Durante os três anos de vigência do protocolo, serão disponibilizados cerca de 100 mil euros, provenientes do Fundo Ambiental, para a AMDS fazer face aos encargos e orientações com a cogestão da área protegida.

Em síntese, o novo modelo pretende instituir uma dinâmica de gestão de proximidade, em que diferentes entidades colocam ao serviço da área protegida o que melhor têm para oferecer, visando a sua valorização e a promoção do seu desenvolvimento sustentável.

Aniversário celebra-se com lançamento de livro infantil

O município de Miranda do Douro, em colaboração com a Associação Palombar, o ICNF e o Agrupamento de Escolas de Miranda do Douro, comemora o 23º aniversário da criação do Parque Natural do Douro Internacional, através do lançamento da obra infantil “O diário secreto da Águia-de-Bonelli” da autoria de Virgínia Miccinilli e Gaëlle Carvalho.

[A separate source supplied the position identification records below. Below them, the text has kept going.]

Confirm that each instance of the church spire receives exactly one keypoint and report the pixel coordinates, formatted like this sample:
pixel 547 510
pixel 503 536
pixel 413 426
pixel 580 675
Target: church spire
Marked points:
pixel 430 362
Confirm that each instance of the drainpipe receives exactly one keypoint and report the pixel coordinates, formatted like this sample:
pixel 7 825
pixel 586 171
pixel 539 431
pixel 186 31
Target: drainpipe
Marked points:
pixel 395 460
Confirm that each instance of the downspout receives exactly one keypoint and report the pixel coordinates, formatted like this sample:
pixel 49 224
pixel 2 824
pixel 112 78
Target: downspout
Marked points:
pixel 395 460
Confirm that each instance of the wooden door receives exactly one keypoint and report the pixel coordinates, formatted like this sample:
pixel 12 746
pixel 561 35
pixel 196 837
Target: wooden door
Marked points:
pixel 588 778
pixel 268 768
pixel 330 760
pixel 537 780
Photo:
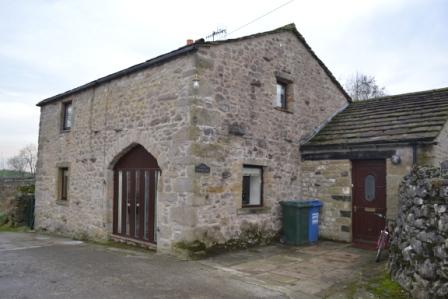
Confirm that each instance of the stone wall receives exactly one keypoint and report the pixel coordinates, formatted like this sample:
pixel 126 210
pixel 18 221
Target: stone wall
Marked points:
pixel 9 188
pixel 228 121
pixel 437 153
pixel 150 107
pixel 418 257
pixel 237 123
pixel 330 181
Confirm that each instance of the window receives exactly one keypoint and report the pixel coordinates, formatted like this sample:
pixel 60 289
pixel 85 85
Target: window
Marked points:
pixel 281 95
pixel 63 183
pixel 252 186
pixel 67 116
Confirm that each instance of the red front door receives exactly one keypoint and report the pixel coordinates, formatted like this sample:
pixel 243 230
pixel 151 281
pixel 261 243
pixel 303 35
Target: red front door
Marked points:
pixel 369 197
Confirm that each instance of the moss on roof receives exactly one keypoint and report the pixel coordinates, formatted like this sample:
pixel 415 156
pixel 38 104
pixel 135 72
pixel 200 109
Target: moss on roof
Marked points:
pixel 405 118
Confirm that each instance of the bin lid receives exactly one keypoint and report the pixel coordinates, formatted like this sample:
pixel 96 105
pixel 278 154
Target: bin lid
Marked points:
pixel 302 203
pixel 315 202
pixel 296 203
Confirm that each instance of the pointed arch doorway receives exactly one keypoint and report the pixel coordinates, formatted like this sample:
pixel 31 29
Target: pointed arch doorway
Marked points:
pixel 136 176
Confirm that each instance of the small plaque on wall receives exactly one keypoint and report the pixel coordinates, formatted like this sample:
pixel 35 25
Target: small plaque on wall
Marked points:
pixel 202 168
pixel 444 165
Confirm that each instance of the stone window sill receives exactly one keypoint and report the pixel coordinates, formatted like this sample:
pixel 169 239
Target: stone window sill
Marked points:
pixel 62 202
pixel 283 110
pixel 253 210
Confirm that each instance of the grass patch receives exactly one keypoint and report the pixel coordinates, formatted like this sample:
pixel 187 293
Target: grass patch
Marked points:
pixel 384 287
pixel 16 229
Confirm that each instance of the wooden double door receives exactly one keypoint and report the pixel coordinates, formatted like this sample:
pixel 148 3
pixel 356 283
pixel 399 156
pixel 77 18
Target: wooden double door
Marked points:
pixel 136 176
pixel 369 198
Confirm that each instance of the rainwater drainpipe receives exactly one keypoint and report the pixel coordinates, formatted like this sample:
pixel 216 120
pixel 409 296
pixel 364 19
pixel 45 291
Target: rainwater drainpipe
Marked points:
pixel 414 154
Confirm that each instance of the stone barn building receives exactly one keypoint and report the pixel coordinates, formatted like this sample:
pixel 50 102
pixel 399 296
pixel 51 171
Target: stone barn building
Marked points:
pixel 203 142
pixel 357 160
pixel 197 144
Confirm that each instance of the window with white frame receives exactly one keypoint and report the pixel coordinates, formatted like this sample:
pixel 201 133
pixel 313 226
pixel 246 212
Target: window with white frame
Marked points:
pixel 67 116
pixel 252 194
pixel 281 95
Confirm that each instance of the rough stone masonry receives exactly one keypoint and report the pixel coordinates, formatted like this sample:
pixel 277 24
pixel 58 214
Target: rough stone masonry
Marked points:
pixel 419 250
pixel 228 119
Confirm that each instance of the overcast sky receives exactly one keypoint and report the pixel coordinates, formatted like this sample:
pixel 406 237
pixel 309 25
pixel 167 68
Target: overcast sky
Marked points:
pixel 50 46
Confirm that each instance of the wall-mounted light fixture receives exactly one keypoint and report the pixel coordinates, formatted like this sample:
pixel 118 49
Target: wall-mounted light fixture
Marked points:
pixel 395 159
pixel 196 82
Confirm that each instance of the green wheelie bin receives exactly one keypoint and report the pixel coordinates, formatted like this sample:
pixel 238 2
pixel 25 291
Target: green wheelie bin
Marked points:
pixel 295 215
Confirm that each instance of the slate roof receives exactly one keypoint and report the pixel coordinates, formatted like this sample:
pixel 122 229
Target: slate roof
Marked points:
pixel 191 48
pixel 406 118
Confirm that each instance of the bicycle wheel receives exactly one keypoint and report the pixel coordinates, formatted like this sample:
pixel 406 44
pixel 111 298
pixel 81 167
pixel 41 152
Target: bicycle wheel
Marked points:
pixel 380 247
pixel 378 255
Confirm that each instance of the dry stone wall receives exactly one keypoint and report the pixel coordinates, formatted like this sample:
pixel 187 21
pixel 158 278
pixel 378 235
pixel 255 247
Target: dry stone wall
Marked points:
pixel 419 250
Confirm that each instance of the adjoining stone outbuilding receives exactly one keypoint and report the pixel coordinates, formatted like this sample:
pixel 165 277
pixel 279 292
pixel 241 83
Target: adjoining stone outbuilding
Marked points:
pixel 197 144
pixel 357 160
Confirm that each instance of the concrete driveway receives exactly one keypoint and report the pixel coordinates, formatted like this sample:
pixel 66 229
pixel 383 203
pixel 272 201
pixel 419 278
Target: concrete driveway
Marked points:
pixel 40 266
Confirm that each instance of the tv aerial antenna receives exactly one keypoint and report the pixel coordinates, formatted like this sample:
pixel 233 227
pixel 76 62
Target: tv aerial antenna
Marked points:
pixel 219 33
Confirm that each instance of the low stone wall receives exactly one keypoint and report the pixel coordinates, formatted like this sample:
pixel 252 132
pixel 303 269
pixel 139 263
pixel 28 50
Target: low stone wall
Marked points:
pixel 418 258
pixel 11 197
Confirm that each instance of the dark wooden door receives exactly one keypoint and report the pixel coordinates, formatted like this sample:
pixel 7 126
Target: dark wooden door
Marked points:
pixel 135 195
pixel 369 197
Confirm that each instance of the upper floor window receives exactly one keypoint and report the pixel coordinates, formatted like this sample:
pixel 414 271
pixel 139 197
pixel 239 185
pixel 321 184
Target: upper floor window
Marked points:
pixel 67 116
pixel 63 183
pixel 252 186
pixel 281 95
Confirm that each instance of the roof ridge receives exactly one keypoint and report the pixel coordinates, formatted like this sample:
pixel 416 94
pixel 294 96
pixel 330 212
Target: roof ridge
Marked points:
pixel 391 97
pixel 291 27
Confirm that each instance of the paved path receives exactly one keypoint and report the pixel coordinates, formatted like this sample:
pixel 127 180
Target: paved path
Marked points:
pixel 299 272
pixel 40 266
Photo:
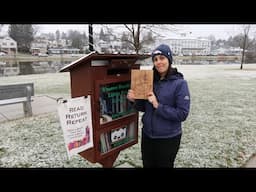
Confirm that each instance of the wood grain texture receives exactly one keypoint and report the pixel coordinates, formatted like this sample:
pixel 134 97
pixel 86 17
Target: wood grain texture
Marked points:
pixel 141 82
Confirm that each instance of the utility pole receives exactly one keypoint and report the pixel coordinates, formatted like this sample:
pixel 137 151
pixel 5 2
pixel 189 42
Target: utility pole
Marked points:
pixel 90 38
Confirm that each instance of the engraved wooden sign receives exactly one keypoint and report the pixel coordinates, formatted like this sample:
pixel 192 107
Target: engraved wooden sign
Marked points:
pixel 141 82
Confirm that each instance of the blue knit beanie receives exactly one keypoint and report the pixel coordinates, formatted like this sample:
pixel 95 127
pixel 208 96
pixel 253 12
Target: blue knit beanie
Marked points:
pixel 163 49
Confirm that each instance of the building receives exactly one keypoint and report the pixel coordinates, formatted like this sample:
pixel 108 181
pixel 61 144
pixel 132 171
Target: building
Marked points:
pixel 8 45
pixel 38 46
pixel 183 45
pixel 63 51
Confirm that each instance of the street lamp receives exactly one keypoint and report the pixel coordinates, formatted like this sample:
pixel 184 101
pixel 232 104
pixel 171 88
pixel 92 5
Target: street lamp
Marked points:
pixel 90 38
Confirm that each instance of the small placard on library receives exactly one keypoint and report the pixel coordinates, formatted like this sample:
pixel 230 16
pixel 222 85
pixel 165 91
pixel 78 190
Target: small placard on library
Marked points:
pixel 141 83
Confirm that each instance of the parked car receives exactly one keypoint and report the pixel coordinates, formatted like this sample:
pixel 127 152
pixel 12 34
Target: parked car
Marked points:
pixel 42 55
pixel 2 53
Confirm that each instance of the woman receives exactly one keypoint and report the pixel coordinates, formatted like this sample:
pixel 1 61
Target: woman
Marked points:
pixel 164 111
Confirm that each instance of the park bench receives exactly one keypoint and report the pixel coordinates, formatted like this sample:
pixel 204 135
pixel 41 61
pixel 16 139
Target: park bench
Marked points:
pixel 18 93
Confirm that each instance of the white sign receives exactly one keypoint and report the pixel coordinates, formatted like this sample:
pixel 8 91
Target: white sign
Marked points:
pixel 76 122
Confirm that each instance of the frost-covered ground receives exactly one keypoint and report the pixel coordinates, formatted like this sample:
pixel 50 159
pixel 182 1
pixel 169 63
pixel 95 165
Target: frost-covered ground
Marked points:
pixel 219 132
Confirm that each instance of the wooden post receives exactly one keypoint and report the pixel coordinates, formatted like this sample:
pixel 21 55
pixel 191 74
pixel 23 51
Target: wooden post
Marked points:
pixel 109 161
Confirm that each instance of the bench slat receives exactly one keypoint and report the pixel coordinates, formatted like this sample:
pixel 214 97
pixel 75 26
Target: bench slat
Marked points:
pixel 13 101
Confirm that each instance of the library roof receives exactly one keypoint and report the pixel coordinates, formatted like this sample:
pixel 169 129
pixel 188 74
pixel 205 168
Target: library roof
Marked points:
pixel 98 56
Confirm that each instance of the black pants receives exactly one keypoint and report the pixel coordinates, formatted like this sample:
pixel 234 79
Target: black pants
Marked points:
pixel 159 152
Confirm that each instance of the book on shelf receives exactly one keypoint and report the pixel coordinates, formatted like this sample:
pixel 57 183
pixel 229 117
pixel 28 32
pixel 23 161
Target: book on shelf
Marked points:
pixel 113 101
pixel 141 83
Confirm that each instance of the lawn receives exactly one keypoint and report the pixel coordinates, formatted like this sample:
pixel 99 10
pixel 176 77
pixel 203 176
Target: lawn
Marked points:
pixel 220 130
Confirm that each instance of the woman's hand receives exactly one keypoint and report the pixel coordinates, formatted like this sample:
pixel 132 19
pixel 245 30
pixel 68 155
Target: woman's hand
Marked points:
pixel 131 95
pixel 152 99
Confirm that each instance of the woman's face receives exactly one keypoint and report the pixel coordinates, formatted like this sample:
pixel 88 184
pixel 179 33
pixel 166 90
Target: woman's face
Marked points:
pixel 161 64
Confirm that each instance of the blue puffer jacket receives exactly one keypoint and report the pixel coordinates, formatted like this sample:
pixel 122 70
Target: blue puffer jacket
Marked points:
pixel 174 103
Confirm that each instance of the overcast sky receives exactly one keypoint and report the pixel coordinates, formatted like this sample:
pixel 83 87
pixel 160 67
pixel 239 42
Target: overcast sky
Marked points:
pixel 220 31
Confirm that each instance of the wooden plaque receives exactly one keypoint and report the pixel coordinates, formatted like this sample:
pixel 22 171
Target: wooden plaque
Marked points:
pixel 141 82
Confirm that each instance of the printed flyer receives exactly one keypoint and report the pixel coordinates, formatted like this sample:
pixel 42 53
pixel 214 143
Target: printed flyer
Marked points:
pixel 76 122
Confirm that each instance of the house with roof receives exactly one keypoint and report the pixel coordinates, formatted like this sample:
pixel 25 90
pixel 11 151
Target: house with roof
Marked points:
pixel 8 45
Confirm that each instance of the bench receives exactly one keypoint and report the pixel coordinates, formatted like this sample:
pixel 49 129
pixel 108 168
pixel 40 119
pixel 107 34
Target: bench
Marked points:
pixel 18 93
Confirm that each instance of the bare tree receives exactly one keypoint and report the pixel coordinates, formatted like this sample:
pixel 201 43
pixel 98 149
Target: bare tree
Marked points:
pixel 136 36
pixel 136 31
pixel 246 29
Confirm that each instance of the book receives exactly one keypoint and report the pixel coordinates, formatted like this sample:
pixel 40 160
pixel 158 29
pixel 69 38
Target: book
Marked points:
pixel 141 83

O conto narra as aventuras de duas aves que nidificam no Douro Internacional, o Britango e a Águia-de-Bonelli, explicando aos mais novos como elas lutam diariamente pela sua sobrevivência.

Para além de promover aprendizagens quanto ao modo de vida destas aves, os organizadores pretendem, com a obra, sensibilizar as crianças para a importância da proteção destas espécies e de outras também existentes no parque, bem como dos seus habitats.

A atividade é dirigida aos alunos do 1.º e 2.º ciclo do Agrupamento de Escolas, a quem será oferecido um exemplar do livro, como forma de sensibilizar as famílias para a necessidade de proteção do meio ambiente.